When deciding on having a CCTV system installed customers often ask why there can be such a price difference in systems, especially between Analog DVR and IP NVR based systems, I hope the information below is of use in helping you decide on the correct system for your premises.
CCTV - DVR or NVR - Which should you choose?
There are two main types of wired CCTV systems, one is based on a DVR (Digital Video Recorder) and the other is based on a NVR (Network Video Recorder) So which is best for your requirements?
DVRs and NVRs both capture video received from the camera.
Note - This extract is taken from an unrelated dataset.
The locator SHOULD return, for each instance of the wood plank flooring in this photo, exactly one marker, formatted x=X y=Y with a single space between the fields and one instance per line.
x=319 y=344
A DVR system processes the signal within the DVR itself while an NVR system completes the process at the camera which streams the information to the NVR. DVRs use analog cameras and NVR’s require IP cameras.
DVR CCTV System
Analog technology has advanced over the last few years and there is now not much difference between the resolutions of each system. The cost saving on a DVR system is due to the fact they use analog cameras which are much cheaper than their IP equivalent. Whilst analog cameras capture excellent images there are limitations in what the cameras can actually do, due to all the processing being completed at the DVR.
DVR’s have also improved considerably, there are now video analytics such as Line Crossing and Area Intrusion that can be set up for each camera. Analog cameras can also be wired in Cat5 cabling utilising video baluns (a balun converts the video signal) A separate pair of the Cat5 cable is then used to provide power, usually from an encapsulated power supply installed next to the DVR. The advantage being that the cabling can then be utilised for an NVR / IP system in the future should you consider an upgrade.
For small residential properties a 5MP Analog Camera system with a DVR is usually sufficient and certainly more cost effective than installing a full NVR / IP system.
NVR CCTV System
NVR / IP systems are certainly more flexible, the majority now utilise POE (Power Over Ethernet) This means the cameras are powered direct from the NVR via Cat5 cabling without the need for a separate power supply. This works on a basic system however as technology has advanced should you install a camera with multi functions such as pan, tilt zoom or even the recent ColourView 24/7 Colour Cameras then a separate POE Injector is required to give the camera its full power requirements, think of a POE injector as a camera power supply!
NVRs also receive a pure digital signal from the cameras which is of a better quality than a DVR at the same resolution however images from both systems are more than adequate for CCTV surveillance, especially in a domestic set up.
Analog cameras are certainly limited in functionality however on the majority of domestic installations this is not an issue. As noted previously the latest DVRs now have functions built in such as ‘Line Crossing’ and ‘Motion Detection’ which work very well in a domestic situation.
IP Cameras are certainly more flexible due to a wealth of functions they can perform, from facial / number plate recognition, temperature sensing, line crossing, people counting etc etc, however the technology comes at a premium, IP Cameras by their very nature cost significantly more than their analog counterparts.
As NVR recorders receive a pure digital signal from the cameras, video quality is better than compared to a DVR receiving an analog signal at the same resolution however the difference can be marginal.
Both systems record video data and are very reliable. As with all types of technology it comes down to cost. NVR IP systems are certainly more expensive than their analog counterparts however if you are looking for a simple to use CCTV surveillance system to record and monitor your property an analog system will be fine for the task. Should you wish to have greater flexibility in camera options and use then it is certainly worth considering an NVR based IP system.